Welcome to the new global pastime of modern unruly crowds. Among the principal differences between jubilant crowds and angry ones is that the latter come better prepared, hence the projectiles that Black Blocs used in Toronto to launch bags of urine and feces at police. Similarly, the Toronto mobs included stalwarts drenched in vinegar to offset the effects of the teargas they expected to draw. For once, the inherent sourness of violent protestors comes with a telltale, odor-bearing signature, as observers in Toronto reported tracking mob progress by following the vinegar smell with their noses.
Where is the good news for security practitioners? Well, it may not be good news exactly, but it is better than it could be. So far, both venues have been far less destructive than they could have been. True enough, one single torching of a car or business is one too many. However, it could be a lot worse. The Laker game mob’s swath of destruction in L.A. was a fraction of what previous ones have been. Similarly, the G20 rioting in Toronto has drawn 4,000 instead of the greater than 100,000 rioters in Italy for a past summit. Observers in Toronto report that riot police were refusing to be drawn into skirmishes when Black Blocs and other rioters torched police cars and broke store windows. Again, this is bad news for the custodian of the damaged asset.

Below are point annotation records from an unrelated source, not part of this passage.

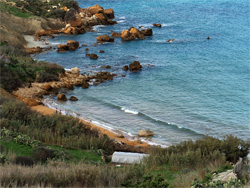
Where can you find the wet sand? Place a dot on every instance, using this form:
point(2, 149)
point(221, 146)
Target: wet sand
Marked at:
point(48, 111)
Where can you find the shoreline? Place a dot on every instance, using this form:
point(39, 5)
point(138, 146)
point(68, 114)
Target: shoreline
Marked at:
point(126, 143)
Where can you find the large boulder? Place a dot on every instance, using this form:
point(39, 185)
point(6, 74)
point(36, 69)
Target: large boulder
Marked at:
point(75, 70)
point(62, 47)
point(104, 38)
point(135, 66)
point(95, 9)
point(30, 102)
point(147, 32)
point(156, 25)
point(145, 133)
point(72, 45)
point(93, 56)
point(61, 97)
point(73, 98)
point(109, 13)
point(116, 35)
point(47, 87)
point(77, 22)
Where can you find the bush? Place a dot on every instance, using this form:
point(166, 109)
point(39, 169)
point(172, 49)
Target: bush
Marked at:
point(42, 154)
point(25, 161)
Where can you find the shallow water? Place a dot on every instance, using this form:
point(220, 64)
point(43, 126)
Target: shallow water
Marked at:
point(195, 86)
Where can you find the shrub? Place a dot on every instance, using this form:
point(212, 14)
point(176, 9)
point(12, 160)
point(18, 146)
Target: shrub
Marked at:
point(42, 154)
point(24, 161)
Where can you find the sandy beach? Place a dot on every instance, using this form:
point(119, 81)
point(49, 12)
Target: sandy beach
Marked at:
point(48, 111)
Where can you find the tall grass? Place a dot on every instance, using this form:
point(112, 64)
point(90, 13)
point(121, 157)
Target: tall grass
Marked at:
point(59, 130)
point(61, 174)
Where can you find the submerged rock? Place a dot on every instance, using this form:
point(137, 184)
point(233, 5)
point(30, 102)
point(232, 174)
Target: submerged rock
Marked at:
point(61, 97)
point(145, 133)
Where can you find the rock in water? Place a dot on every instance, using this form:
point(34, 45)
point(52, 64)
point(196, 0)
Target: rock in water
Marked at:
point(72, 45)
point(145, 133)
point(61, 97)
point(135, 66)
point(73, 98)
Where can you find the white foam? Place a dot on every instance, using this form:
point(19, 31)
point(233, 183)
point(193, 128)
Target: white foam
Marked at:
point(129, 111)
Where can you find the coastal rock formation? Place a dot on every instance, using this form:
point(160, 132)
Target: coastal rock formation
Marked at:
point(104, 38)
point(72, 45)
point(134, 33)
point(47, 87)
point(145, 133)
point(75, 70)
point(125, 68)
point(61, 97)
point(69, 86)
point(93, 56)
point(109, 13)
point(116, 35)
point(106, 67)
point(156, 25)
point(62, 48)
point(135, 66)
point(73, 98)
point(147, 32)
point(30, 102)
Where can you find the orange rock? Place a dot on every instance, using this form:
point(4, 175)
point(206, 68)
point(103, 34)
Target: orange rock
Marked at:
point(95, 9)
point(47, 87)
point(109, 13)
point(77, 22)
point(30, 102)
point(72, 45)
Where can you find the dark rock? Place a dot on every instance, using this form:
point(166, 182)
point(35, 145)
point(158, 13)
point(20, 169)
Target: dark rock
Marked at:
point(125, 68)
point(93, 56)
point(104, 38)
point(116, 35)
point(106, 67)
point(156, 25)
point(147, 32)
point(135, 66)
point(61, 97)
point(73, 98)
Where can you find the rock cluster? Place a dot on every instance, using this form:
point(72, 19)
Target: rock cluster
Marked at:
point(70, 46)
point(134, 67)
point(104, 38)
point(133, 33)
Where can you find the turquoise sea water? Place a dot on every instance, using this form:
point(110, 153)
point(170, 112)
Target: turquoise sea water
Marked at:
point(195, 86)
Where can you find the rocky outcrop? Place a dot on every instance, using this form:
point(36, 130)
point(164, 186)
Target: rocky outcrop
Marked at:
point(47, 87)
point(125, 68)
point(116, 35)
point(135, 66)
point(147, 32)
point(156, 25)
point(72, 45)
point(62, 48)
point(61, 97)
point(109, 13)
point(145, 133)
point(134, 33)
point(75, 70)
point(104, 38)
point(93, 56)
point(73, 98)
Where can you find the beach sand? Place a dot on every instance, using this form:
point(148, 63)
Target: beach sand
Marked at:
point(47, 111)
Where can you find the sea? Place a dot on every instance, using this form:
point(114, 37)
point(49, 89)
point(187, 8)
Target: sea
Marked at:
point(187, 89)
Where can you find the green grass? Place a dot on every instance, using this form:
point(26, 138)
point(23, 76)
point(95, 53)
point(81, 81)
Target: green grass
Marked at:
point(5, 7)
point(18, 149)
point(74, 155)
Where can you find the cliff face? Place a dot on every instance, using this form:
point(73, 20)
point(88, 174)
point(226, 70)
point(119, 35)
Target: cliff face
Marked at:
point(13, 28)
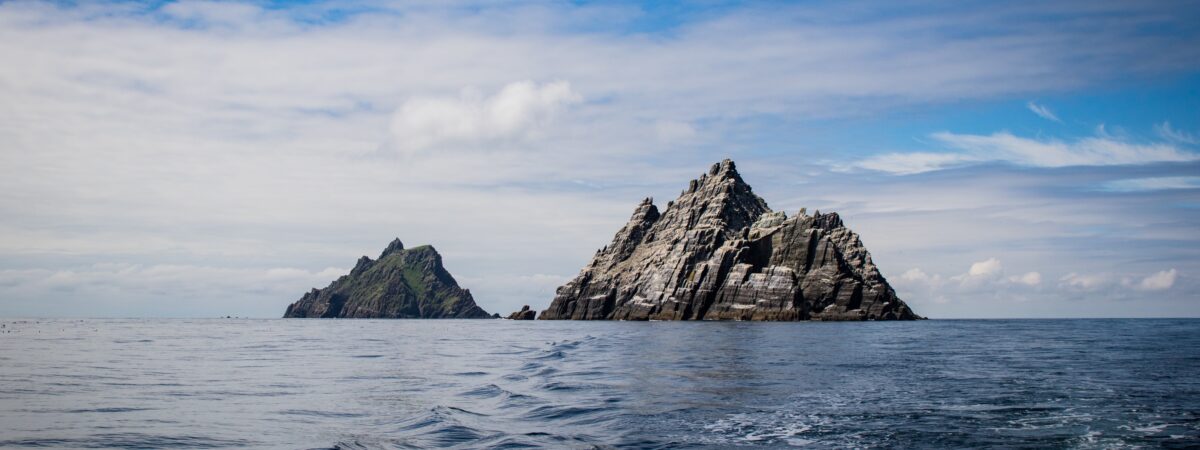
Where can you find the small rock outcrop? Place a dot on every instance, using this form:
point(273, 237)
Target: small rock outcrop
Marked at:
point(526, 313)
point(401, 283)
point(719, 253)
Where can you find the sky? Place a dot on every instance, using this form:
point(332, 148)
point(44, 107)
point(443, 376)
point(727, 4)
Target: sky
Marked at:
point(198, 159)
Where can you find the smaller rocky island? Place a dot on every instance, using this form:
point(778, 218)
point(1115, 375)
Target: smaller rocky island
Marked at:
point(400, 285)
point(526, 313)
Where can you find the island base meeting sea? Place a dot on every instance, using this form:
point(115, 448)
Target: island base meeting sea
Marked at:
point(507, 384)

However, there remains a certain wisdom in containing destructive forces, in channeling them to where they literally burn off their energy as they burn up some things in their path. Call it crowd control meets the Dog Whisperer. Once that energy dissipates, so too does a good measure of aggression. Better that this process take place with some impact to property and less jeopardy to human life. Security may not be perfect in either circumstance. But there are signs that it is better than it used to be for similar events.